GSA Connects 2024 Meeting in Anaheim, California

Paper No. 33-4
Presentation Time: 8:00 AM-5:30 PM

TARGETED BIOMINING AND MACHINE LEARNING APPROACHES IN CRITICAL MINERALS REVEALED BY BIOGEOCHEMICAL SURVEY OF A COAL MINE DRAINAGE REMEDIATION SYSTEM


TERRA, Rowan, Oak Ridge Institute for Science and Education, Oak Ridge, TN 37830, GULLIVER, Djuna, Department of Energy, National Energy Technology Laboratory, 626 Cochrans Mill Rd, Pittsburgh, PA 15236 and TRUN, Nancy, Biological Sciences, Duquesne University, 600 Forbes Ave, Pittsburgh, PA 15317

Abandoned coal mine drainage (AMD) remediation systems in Pennsylvania can concentrate critical minerals and materials (CMM) at levels comparable to mining-grade ores.
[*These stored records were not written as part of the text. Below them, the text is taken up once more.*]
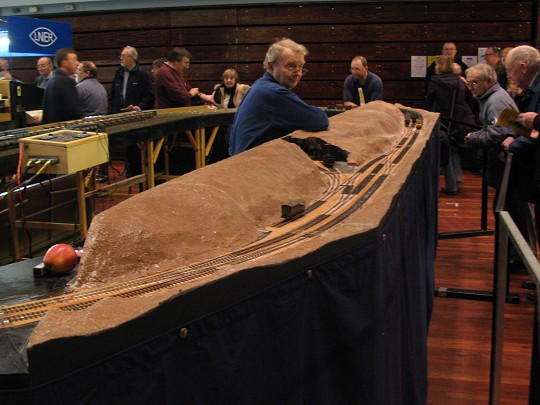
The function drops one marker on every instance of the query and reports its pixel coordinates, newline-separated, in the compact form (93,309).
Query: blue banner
(38,37)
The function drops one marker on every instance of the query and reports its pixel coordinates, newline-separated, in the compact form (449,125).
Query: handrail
(507,230)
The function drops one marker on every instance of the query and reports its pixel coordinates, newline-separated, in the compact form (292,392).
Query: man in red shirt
(171,88)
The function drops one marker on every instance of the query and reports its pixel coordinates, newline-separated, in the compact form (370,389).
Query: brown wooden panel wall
(386,34)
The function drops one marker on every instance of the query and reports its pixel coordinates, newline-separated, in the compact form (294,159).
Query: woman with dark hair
(448,95)
(230,93)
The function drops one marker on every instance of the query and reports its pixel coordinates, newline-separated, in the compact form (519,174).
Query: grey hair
(132,52)
(362,60)
(276,49)
(522,54)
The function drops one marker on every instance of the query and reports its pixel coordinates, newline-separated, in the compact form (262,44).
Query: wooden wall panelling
(387,13)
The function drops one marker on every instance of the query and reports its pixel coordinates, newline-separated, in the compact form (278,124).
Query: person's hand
(526,119)
(506,143)
(208,99)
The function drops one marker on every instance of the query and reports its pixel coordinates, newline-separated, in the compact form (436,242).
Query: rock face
(200,215)
(225,207)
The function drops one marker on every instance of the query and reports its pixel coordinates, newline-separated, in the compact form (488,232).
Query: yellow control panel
(64,151)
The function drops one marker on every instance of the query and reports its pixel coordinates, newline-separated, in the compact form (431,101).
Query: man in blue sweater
(270,109)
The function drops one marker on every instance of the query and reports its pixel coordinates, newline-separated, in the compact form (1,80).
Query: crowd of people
(508,79)
(72,91)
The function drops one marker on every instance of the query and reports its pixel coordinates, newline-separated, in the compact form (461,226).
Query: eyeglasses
(299,69)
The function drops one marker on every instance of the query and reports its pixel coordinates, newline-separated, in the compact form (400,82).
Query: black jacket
(139,91)
(439,99)
(60,101)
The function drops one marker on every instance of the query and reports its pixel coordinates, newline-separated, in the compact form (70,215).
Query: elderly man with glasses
(270,109)
(46,72)
(361,86)
(493,59)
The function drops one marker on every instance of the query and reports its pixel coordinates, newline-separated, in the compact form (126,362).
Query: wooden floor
(460,331)
(459,340)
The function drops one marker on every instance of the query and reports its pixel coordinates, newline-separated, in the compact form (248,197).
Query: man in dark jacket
(131,85)
(448,95)
(131,90)
(60,101)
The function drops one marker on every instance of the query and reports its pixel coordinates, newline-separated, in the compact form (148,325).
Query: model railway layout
(349,189)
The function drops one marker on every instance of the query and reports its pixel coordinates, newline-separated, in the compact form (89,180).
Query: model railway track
(347,192)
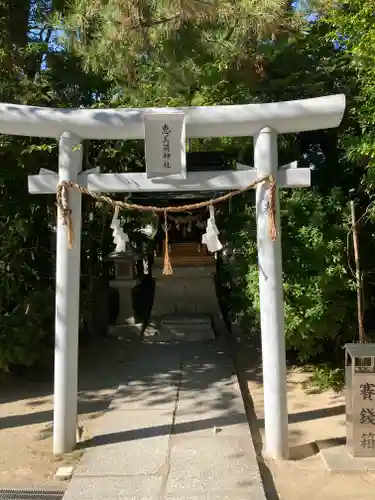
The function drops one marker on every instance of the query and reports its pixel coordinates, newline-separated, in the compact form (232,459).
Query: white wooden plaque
(165,144)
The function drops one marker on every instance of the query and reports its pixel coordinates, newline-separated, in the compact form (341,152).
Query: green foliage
(318,293)
(324,377)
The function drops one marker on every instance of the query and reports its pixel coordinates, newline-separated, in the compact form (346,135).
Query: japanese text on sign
(367,415)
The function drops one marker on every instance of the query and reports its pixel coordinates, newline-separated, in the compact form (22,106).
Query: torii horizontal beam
(221,180)
(202,121)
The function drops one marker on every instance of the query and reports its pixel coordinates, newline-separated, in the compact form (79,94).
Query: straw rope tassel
(167,269)
(272,229)
(62,201)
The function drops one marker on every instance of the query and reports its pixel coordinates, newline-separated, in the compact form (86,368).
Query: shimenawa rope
(62,200)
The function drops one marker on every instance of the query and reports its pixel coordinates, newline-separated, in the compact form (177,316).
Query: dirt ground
(312,417)
(26,406)
(26,458)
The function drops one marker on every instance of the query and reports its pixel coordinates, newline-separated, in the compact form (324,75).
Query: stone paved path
(176,429)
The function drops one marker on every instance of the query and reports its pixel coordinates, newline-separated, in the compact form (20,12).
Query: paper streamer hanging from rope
(62,201)
(210,237)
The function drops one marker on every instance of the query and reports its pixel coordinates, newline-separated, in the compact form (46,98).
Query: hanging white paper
(120,239)
(165,144)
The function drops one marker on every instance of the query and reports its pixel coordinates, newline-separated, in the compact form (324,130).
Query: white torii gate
(264,122)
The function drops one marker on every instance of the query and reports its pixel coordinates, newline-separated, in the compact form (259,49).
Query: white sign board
(165,144)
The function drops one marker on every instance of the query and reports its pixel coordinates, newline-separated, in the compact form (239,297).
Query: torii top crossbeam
(202,121)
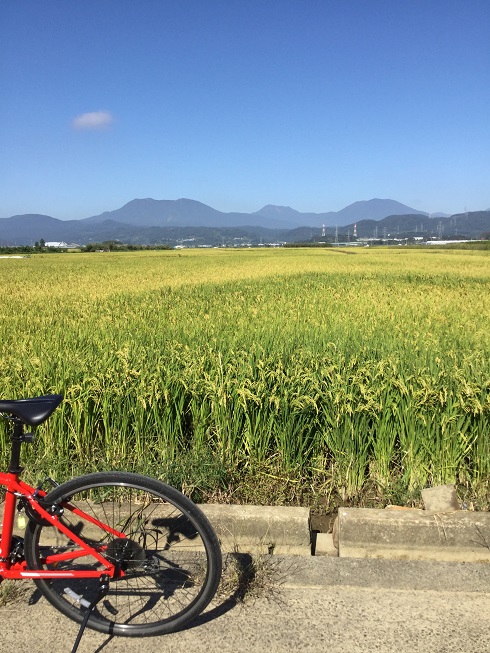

Remediation systems have varying engineering features and are open to the environment, resulting in diverse microbial colonization and seasonal climate influences that may impact CMM speciation. The location of CMMs, the types of bacterial communities tolerant of these pollutant conditions, and the influence of localized climate on CMM rich remediation systems are not well characterized. Through a one-year spatiotemporal survey of biogeochemistry at a remediation system, we have initiated the process to address these questions. Rare Earth Elements (REE) ranged between 180-1,200 ppm and greater than 1,500 bacterial ASVs were classified via 16S rrn sequencing. Analyses indicate biogeochemical differences are heavily influenced by engineering features. REE precipitants correlate strongly with the elements Al, Cu, Zn, Be, and U. Unearthing these trends has refined our line of inquiry to explore biological mining opportunities. We created a Machine Learning Model for predicting AMD REE content, with 89% accuracy, using the data from this study and several others. Further training data is required to create a more reputable model. Recently, global research efforts have prioritized modeling work or the use of the few historical surveys to design experiments. Through our data, we challenge this approach, emphasizing the importance of expanding fundamental survey efforts prior to advanced product design and experimentation.